Kevin Beck, the prosecutor for Little Canada, said that he was disappointed by the verdict but that the case was worth prosecuting.

Beck said that Henderson got within three feet of a paramedic trying to do a medical assessment of the drunken man and that Henderson continued recording after the paramedic asked him to stop.

Beck said the paramedic had to ask a sheriff’s deputy to talk to Henderson, which delayed the ambulance crew in getting the drunken man to a hospital.

“The crime was committed when the paramedic had to stop providing medical care” to try to get Henderson to stop taping, Beck said.

But Henderson testified that the paramedic didn’t tell him to stop recording, and his lawyer argued that Henderson didn’t interfere with the drunken man’s care.

Henderson was 35 feet away “quietly” taping while the drunken man was being questioned by the ambulance crew and frisked by police, defense attorney Kevin Riach said.

Henderson, a welder, is a “meek, mild-mannered guy” whose hobby is videotaping police to keep them accountable, Riach said.

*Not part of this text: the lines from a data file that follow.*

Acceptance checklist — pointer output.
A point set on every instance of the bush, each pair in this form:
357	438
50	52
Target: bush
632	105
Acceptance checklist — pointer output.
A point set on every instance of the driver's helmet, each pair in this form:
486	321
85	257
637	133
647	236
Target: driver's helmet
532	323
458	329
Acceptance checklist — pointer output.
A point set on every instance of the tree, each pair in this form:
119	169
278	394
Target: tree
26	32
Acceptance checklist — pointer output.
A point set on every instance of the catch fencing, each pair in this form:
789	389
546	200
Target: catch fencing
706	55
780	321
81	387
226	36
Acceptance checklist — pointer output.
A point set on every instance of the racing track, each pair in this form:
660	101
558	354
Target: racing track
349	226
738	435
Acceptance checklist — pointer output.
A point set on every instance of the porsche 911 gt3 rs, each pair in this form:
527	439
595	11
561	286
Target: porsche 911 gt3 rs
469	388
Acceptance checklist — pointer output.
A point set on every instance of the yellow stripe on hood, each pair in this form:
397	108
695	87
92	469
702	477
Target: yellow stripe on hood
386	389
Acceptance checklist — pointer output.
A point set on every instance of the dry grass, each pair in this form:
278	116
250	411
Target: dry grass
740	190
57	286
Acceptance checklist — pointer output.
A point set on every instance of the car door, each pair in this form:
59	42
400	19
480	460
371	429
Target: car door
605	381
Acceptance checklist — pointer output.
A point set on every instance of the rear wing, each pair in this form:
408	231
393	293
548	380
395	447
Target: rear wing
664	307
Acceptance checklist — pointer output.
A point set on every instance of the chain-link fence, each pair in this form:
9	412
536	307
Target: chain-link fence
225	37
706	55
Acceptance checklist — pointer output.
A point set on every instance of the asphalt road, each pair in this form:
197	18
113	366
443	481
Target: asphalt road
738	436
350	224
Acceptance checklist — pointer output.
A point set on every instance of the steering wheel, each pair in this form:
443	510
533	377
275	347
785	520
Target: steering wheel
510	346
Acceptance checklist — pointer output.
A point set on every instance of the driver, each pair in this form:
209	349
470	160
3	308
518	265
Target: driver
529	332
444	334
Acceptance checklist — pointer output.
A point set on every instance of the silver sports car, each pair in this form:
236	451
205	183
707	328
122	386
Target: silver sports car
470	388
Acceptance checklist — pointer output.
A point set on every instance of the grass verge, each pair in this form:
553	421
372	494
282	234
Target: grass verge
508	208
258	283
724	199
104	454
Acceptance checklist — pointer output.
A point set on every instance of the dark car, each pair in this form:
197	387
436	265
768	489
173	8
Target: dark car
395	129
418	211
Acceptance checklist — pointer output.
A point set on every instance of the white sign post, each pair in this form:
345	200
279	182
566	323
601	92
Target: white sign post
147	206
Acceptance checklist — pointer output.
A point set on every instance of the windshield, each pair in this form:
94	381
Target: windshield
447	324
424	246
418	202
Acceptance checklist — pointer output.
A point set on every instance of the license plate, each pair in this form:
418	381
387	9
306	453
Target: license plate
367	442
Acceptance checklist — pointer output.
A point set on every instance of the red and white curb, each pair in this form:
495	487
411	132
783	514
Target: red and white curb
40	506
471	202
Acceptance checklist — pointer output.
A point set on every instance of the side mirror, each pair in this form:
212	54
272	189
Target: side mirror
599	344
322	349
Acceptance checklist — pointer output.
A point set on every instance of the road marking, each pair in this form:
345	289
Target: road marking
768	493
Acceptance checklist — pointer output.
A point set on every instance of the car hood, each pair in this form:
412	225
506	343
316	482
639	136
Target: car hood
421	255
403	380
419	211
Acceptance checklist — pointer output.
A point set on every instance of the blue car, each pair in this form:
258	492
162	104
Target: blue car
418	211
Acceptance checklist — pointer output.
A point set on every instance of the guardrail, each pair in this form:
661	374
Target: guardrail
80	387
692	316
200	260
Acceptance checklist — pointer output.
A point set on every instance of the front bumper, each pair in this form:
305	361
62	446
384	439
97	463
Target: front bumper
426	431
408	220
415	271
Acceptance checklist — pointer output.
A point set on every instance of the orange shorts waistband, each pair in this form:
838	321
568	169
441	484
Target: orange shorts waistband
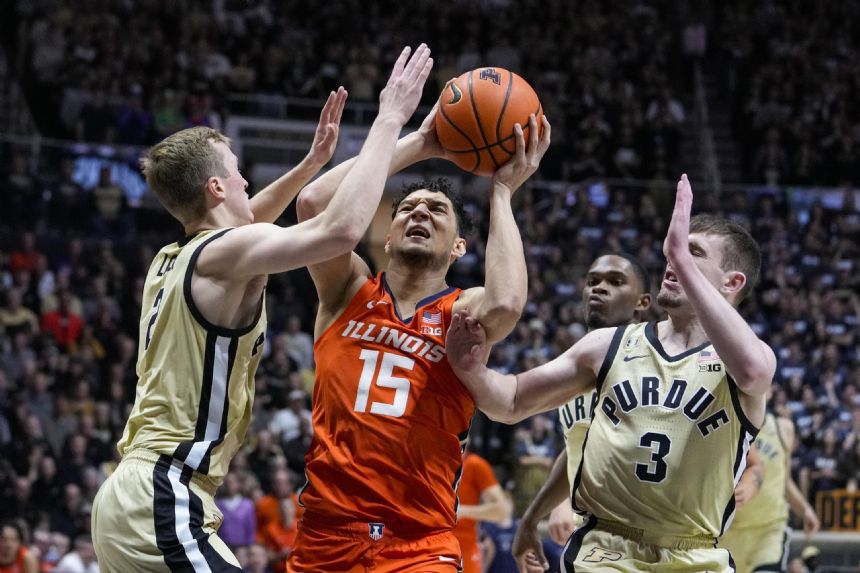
350	527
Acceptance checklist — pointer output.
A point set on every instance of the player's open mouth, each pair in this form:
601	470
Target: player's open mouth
419	232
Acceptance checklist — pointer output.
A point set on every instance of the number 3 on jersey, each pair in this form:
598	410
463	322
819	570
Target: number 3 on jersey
384	380
657	470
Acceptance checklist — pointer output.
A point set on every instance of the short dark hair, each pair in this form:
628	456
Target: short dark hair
741	252
443	186
641	273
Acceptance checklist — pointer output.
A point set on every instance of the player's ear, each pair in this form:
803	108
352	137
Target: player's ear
214	189
733	283
459	248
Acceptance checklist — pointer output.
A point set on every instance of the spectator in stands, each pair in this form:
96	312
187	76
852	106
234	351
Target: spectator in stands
277	518
258	560
14	555
481	500
536	451
239	525
63	324
14	317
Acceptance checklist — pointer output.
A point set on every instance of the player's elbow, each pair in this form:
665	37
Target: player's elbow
309	203
500	317
753	378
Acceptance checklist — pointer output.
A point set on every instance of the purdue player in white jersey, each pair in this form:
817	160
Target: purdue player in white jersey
679	403
758	538
616	292
203	325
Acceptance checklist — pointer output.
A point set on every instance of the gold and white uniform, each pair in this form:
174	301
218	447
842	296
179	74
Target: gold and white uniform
666	447
192	408
758	538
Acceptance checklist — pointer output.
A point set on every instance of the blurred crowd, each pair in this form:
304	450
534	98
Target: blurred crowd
611	76
70	305
791	70
133	72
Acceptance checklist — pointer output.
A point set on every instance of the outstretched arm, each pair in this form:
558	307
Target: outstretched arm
498	305
509	398
337	278
268	204
259	249
750	361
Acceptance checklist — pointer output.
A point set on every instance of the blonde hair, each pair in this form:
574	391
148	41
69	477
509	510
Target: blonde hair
177	168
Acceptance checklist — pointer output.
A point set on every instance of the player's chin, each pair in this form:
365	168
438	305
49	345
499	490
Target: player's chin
669	299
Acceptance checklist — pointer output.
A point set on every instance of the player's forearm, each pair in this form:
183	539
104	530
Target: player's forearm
494	511
555	491
494	393
506	285
745	357
357	196
315	197
268	204
795	497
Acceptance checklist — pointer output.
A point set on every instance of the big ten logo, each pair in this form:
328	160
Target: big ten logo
838	510
492	75
599	555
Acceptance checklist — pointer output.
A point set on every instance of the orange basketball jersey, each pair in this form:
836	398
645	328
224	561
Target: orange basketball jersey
390	417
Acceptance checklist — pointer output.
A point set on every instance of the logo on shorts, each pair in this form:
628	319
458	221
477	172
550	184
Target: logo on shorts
376	530
598	555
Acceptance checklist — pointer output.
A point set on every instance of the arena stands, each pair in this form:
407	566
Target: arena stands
77	229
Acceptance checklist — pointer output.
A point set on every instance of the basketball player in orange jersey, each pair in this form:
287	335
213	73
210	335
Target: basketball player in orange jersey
204	322
390	417
481	499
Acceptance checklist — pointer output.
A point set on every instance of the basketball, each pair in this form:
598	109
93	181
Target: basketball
476	117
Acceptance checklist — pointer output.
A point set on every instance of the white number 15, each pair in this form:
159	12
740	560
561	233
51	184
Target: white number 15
384	380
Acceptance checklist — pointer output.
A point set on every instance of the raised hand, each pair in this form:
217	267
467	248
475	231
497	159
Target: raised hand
527	549
402	93
430	145
466	343
328	129
526	159
677	243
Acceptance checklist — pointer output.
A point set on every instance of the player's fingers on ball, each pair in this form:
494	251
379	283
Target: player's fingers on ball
428	65
546	137
416	63
401	62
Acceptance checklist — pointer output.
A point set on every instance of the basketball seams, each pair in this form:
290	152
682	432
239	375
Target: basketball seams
502	114
478	120
474	149
461	131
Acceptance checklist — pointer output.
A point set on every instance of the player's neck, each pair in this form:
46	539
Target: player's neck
410	285
681	332
213	219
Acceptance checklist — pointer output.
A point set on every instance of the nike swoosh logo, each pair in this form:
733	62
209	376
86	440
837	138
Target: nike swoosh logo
456	93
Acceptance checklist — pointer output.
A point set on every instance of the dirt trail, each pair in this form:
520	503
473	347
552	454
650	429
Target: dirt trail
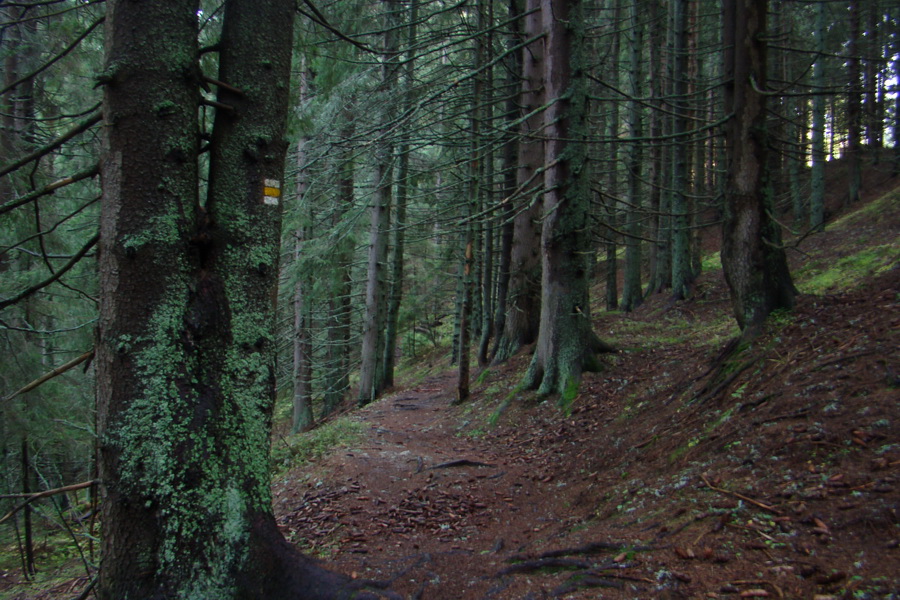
436	512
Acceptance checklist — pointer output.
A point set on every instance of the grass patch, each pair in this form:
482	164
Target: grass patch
313	445
846	273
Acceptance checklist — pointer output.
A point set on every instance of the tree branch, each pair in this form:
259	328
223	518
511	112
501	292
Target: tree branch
29	498
48	376
89	122
39	286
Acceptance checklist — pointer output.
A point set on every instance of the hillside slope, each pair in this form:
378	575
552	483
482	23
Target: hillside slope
678	472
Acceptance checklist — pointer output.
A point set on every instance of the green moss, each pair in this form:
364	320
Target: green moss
821	277
570	392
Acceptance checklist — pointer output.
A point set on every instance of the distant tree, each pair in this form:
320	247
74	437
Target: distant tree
523	296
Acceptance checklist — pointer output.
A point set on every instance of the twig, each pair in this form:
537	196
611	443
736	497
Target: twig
740	496
65	269
48	376
463	462
29	498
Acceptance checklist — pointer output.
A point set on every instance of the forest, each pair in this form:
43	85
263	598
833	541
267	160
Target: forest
449	299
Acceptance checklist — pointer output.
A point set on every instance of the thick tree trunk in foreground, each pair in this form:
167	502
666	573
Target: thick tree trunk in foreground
186	347
752	257
566	343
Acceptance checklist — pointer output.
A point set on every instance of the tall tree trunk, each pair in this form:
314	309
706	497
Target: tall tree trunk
523	302
302	417
403	177
632	294
682	276
371	371
472	206
752	257
566	342
186	335
339	305
818	152
610	199
658	269
854	107
510	152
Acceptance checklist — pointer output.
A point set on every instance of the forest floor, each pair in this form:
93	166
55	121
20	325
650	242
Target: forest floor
771	473
680	471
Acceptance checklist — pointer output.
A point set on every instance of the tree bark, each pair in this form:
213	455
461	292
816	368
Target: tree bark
371	372
818	154
752	256
186	337
566	343
632	294
523	300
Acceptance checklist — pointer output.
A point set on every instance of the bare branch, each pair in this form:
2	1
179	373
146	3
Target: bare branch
39	286
81	127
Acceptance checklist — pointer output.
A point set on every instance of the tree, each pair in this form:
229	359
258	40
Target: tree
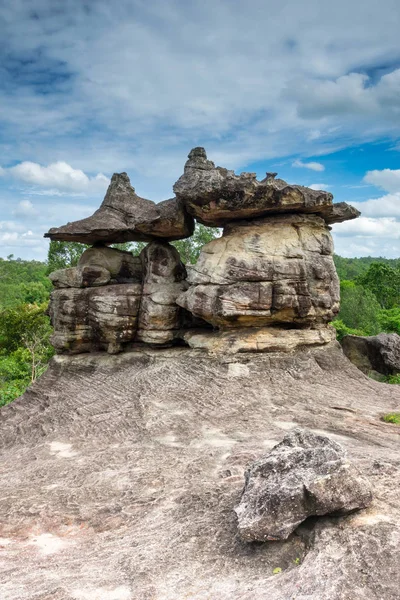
25	348
359	309
384	282
62	255
189	249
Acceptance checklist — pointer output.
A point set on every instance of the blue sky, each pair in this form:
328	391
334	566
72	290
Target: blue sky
311	90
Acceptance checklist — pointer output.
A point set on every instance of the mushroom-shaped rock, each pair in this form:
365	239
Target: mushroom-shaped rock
124	216
122	265
164	280
305	475
216	196
272	271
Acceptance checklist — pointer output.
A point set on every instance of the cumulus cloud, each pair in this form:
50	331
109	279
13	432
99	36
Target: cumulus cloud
385	206
314	166
195	73
368	236
387	179
319	186
25	209
59	175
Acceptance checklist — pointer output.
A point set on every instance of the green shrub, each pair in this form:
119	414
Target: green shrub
342	329
392	418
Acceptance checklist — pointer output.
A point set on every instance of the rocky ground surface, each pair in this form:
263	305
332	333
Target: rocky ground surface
120	474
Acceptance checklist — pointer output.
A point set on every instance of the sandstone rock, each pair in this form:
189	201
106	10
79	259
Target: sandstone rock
380	353
69	318
254	339
122	265
339	212
119	475
78	277
266	272
303	476
94	318
164	274
113	315
124	216
216	196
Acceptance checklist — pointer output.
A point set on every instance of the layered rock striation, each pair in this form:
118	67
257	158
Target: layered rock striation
268	282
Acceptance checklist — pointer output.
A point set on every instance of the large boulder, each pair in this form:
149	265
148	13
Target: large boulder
122	265
124	216
379	353
216	196
78	277
303	476
164	281
92	319
270	271
257	339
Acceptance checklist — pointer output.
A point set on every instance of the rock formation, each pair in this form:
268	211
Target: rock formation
216	196
125	217
376	353
303	476
269	282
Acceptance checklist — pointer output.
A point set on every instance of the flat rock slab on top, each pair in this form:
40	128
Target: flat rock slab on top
303	476
125	217
216	196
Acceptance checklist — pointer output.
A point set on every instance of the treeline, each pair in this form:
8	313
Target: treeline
370	296
370	303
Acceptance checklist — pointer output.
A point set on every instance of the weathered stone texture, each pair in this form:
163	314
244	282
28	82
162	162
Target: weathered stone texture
122	265
94	318
257	339
379	353
119	477
303	476
164	280
78	277
124	216
265	272
216	196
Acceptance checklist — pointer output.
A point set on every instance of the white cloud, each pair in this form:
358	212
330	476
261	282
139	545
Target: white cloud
387	227
59	175
25	209
319	186
314	166
388	179
385	206
367	236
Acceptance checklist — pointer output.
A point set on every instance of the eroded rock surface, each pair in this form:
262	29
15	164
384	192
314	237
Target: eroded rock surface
91	319
78	277
264	272
216	196
124	217
160	317
122	265
120	474
379	353
303	476
254	339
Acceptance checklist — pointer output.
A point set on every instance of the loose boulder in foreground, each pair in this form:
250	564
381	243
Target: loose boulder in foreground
303	476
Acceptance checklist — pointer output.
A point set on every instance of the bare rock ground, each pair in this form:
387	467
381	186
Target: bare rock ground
120	474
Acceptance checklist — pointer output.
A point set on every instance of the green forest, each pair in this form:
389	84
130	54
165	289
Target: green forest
370	303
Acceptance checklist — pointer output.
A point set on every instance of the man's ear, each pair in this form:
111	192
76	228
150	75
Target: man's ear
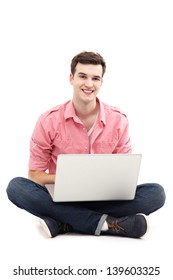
71	78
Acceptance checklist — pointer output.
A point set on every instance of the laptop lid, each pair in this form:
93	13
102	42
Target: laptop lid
95	177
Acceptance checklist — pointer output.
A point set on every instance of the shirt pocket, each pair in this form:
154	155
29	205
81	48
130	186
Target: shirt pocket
104	147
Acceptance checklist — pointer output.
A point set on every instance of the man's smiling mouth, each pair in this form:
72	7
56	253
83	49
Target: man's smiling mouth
87	91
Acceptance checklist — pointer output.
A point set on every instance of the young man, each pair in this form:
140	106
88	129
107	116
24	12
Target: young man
82	125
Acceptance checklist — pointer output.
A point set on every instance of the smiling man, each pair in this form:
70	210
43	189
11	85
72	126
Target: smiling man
83	125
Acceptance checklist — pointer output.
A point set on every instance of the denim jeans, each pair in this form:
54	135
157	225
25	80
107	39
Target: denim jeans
84	217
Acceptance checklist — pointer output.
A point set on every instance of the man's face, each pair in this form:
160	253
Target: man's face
86	82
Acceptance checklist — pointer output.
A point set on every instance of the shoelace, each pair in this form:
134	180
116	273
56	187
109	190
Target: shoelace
115	227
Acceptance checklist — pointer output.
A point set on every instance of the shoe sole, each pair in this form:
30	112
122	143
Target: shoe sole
147	223
45	227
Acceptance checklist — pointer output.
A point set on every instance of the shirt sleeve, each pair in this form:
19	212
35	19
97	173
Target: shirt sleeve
40	145
124	143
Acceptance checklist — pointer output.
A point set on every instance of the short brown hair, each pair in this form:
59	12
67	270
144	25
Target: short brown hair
88	58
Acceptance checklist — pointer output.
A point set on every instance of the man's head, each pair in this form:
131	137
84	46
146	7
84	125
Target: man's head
88	58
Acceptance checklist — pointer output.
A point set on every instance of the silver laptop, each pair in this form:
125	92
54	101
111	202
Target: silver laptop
93	177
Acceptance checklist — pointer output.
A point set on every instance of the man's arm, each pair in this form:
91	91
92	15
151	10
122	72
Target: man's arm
41	177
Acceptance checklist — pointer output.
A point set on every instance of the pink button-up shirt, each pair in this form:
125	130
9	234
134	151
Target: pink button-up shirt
60	131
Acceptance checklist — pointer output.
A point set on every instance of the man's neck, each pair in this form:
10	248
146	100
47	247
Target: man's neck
86	110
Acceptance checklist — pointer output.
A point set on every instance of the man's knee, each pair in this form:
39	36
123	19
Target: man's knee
14	186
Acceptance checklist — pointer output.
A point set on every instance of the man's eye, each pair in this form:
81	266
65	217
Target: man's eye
82	77
96	79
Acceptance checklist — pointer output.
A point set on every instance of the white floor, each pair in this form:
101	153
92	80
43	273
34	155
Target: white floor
24	244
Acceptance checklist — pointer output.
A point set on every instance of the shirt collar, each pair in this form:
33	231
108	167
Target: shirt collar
70	112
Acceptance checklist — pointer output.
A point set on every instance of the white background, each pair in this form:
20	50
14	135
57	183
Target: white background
38	41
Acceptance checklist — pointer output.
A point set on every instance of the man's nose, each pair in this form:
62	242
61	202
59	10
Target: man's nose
89	83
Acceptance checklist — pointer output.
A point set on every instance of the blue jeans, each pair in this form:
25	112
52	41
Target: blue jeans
85	217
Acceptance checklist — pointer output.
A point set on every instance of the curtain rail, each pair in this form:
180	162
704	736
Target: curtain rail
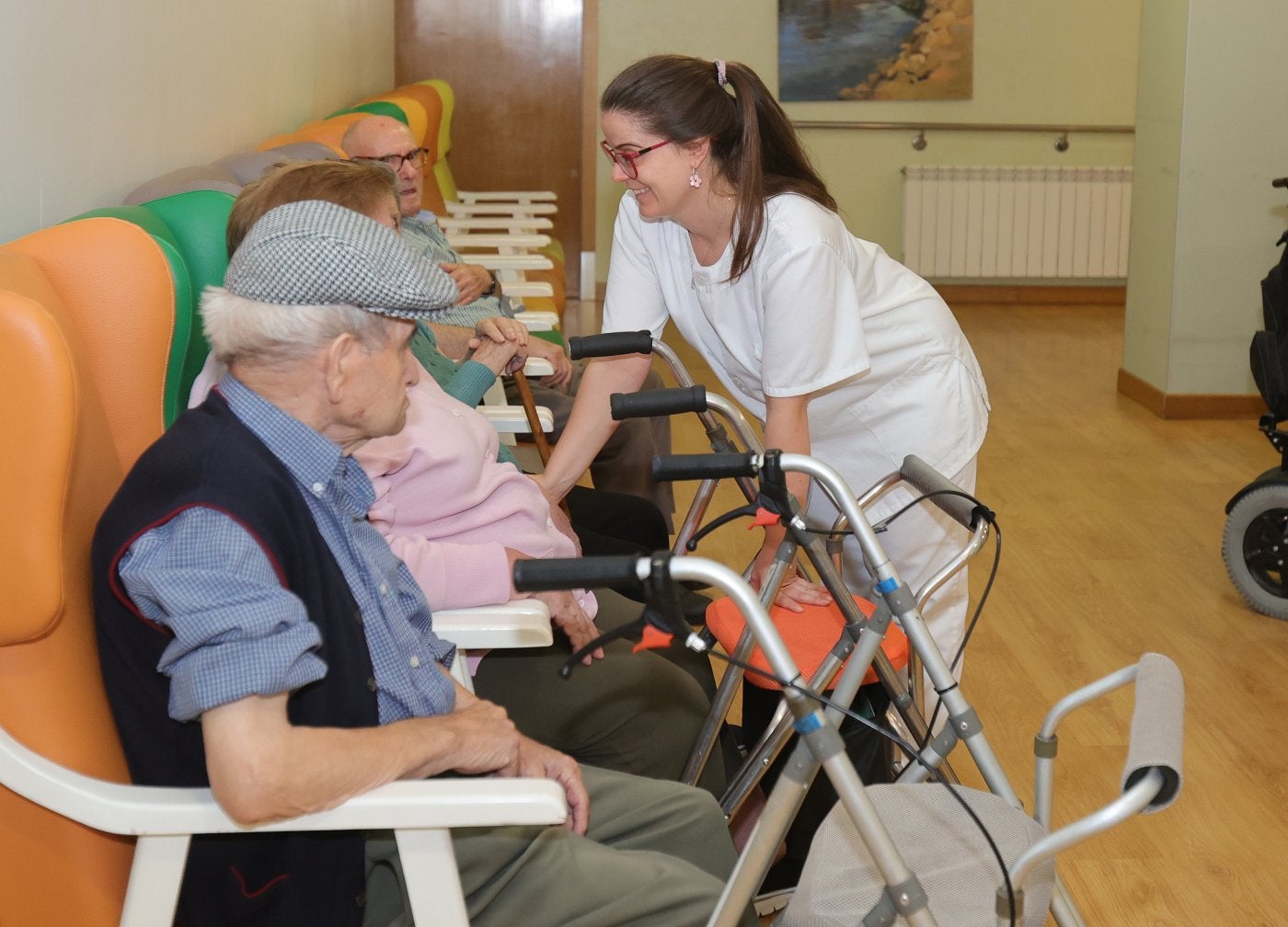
966	126
918	142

Henderson said he doesn’t have animus toward police and he’s never suffered from police abuse. But he said he got interested in videotaping police activities after an August 2012 incident in which a YouTube video showed a St. Paul police officer kicking a man named Eric Hightower during an arrest.

When Henderson taped the ambulance crew and Ramsey County sheriff’s deputies in Little Canada, he was doing what half the TV news crews in the metro area do every day, Riach said in closing arguments.

But Riach said when a sheriff’s deputy, Jacqueline Muellner, asked Henderson what he was doing and he refused to give her his name, that angered her and she snatched his camera.

That led to “the mystery of the disappearing video,” Riach said.

Riach said testimony from Muellner showed that the camera was temporarily left in Muellner’s squad car and in her office mailbox, and was not adequately secured by police.

“That camera should’ve been put into evidence right away,” he said. “We’ll never know exactly what happened to it.”

Riach also said prosecutors failed to prove the charge that Henderson intended to obstruct the ambulance crew, and he never physically got in the way of the emergency responders.

“He was sitting peacefully off to the side, videotaping,” Riach said.

But Beck said that when the paramedic asked Henderson to stop taping, he knew his behavior was offensive and obstructive.

Beck said Henderson didn’t have to physically get in the way of the ambulance crew to be guilty of the misdemeanor. If his actions had the effect of obstructing the ambulance crew, he committed a crime, Beck said.

Joshua Norgaard, the Allina Health Emergency Medical Services paramedic who was on the ambulance call that night, testified that he asked Henderson to stop taping to protect the privacy of the drunken man.

Henderson said he could have resolved the case by accepting a prosecution offer to plead guilty to a petty misdemeanor and pay a $50 fine.

But Henderson insisted on a trial.

“It’s the principle of it,” Henderson said. “It’s our First Amendment right to film law enforcement personnel.”

Henderson said he would have represented himself at trial if he hadn’t received free legal help.

“Andrew is a unique guy in which he was willing to stand up and fight on this,” Nelson said. “I think we should admire him.”